Plus, automated RFM segmentation keeps RFM scores updated and helps you know how your customers’ behavior changes over time based on their purchase history. It also makes it easier for you to identify how customer segments’ evolution influences various KPIs, like the customer lifetime value, repeat purchase rate, or customer retention rate.
The more you learn about each RFM segment, the better you become at optimizing strategies, from acquisition to retention. In our CVO Academy courses, you’ll find all you need to know about the RFM score system, segmentation, and how to approach each segment.
We encourage you to invest time in understanding advanced eCommerce strategies so you can generate sustainable growth for your business.
Frequently asked questions
What is a good RFM score?
The best RFM score is the one with the highest values for each variable. If a store uses a 1 to 5 scale for recency, frequency, and monetary, with 5 being the highest, then the perfect RFM score is 555.

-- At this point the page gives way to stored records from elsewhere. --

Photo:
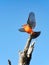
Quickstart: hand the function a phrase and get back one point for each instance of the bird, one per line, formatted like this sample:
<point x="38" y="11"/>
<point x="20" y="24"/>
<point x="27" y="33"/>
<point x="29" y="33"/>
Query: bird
<point x="30" y="25"/>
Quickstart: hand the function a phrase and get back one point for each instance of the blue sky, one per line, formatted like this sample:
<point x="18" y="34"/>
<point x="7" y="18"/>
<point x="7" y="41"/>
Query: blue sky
<point x="14" y="13"/>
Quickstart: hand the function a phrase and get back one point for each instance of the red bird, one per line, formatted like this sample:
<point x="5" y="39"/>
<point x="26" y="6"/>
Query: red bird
<point x="28" y="28"/>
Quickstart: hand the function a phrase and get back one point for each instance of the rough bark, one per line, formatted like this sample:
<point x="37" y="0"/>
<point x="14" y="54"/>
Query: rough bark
<point x="26" y="54"/>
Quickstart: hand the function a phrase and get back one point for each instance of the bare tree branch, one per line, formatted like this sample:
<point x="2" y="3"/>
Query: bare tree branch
<point x="26" y="54"/>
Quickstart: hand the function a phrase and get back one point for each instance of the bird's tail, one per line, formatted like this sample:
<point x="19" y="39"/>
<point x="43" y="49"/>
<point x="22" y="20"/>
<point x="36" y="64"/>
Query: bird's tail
<point x="35" y="34"/>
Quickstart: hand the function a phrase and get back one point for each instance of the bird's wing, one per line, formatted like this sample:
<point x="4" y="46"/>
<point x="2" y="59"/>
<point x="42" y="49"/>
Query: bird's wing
<point x="21" y="30"/>
<point x="31" y="20"/>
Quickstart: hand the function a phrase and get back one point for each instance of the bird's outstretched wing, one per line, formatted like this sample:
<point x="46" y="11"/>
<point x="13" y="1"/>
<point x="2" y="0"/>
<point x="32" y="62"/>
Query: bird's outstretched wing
<point x="35" y="34"/>
<point x="31" y="20"/>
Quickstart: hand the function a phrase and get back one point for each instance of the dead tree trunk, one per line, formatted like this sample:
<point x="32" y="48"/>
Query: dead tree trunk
<point x="26" y="54"/>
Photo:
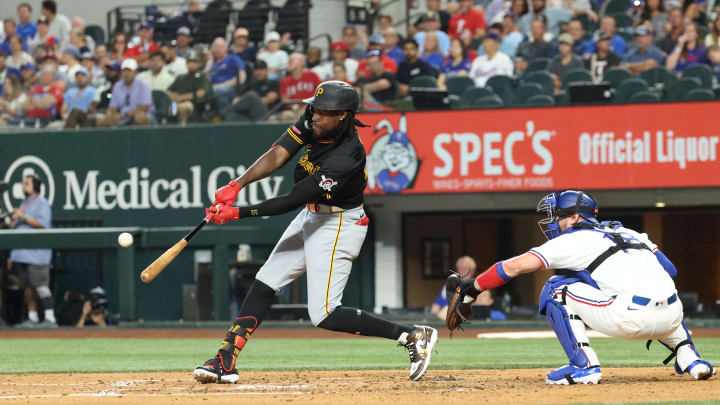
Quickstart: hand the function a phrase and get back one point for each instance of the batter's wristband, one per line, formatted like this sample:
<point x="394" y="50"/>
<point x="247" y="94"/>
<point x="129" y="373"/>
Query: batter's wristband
<point x="493" y="277"/>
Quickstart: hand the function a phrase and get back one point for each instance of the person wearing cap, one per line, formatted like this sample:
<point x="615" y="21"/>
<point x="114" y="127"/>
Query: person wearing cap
<point x="191" y="89"/>
<point x="412" y="66"/>
<point x="603" y="59"/>
<point x="467" y="19"/>
<point x="59" y="25"/>
<point x="26" y="27"/>
<point x="645" y="55"/>
<point x="565" y="60"/>
<point x="276" y="58"/>
<point x="131" y="101"/>
<point x="608" y="27"/>
<point x="241" y="45"/>
<point x="431" y="23"/>
<point x="493" y="63"/>
<point x="44" y="100"/>
<point x="77" y="100"/>
<point x="376" y="43"/>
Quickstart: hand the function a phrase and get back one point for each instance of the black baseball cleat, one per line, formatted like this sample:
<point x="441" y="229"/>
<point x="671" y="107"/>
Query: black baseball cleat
<point x="419" y="343"/>
<point x="214" y="371"/>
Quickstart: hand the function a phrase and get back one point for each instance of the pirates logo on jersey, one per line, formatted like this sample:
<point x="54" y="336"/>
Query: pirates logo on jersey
<point x="327" y="184"/>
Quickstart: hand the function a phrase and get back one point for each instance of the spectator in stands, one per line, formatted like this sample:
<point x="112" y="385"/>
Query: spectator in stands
<point x="713" y="36"/>
<point x="11" y="102"/>
<point x="190" y="89"/>
<point x="273" y="56"/>
<point x="76" y="101"/>
<point x="32" y="266"/>
<point x="44" y="100"/>
<point x="226" y="70"/>
<point x="688" y="51"/>
<point x="142" y="45"/>
<point x="434" y="6"/>
<point x="18" y="57"/>
<point x="70" y="57"/>
<point x="533" y="47"/>
<point x="131" y="101"/>
<point x="431" y="23"/>
<point x="174" y="65"/>
<point x="673" y="29"/>
<point x="59" y="24"/>
<point x="183" y="41"/>
<point x="456" y="65"/>
<point x="653" y="11"/>
<point x="350" y="38"/>
<point x="26" y="27"/>
<point x="412" y="66"/>
<point x="565" y="60"/>
<point x="241" y="45"/>
<point x="493" y="63"/>
<point x="118" y="46"/>
<point x="645" y="55"/>
<point x="577" y="31"/>
<point x="608" y="27"/>
<point x="603" y="59"/>
<point x="431" y="51"/>
<point x="299" y="84"/>
<point x="467" y="18"/>
<point x="157" y="77"/>
<point x="390" y="47"/>
<point x="380" y="86"/>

How do you interpret RFM results?
After you have the RFM scores for each customer, you can group customers to reflect different buying behaviors, differentiating your most loyal customers from your ex-customers. Looking at the overall image pictured by the RFM scores, you’ll be able to prioritize actions, like improving the loyalty program to avoid losing the most valuable customers or the onboarding process to retain more of your newly acquired customers.
What is the highest RFM score possible?
The highest RFM score possible depends on the scale you are using for each of the three components: Recency, Frequency, and Monetary value. If you are using a scale of 1 to 5 for each component, the highest possible RFM score is 555. This indicates that the customer has the highest score for recency (most recent purchase), frequency (most frequent purchases), and monetary value (highest spending).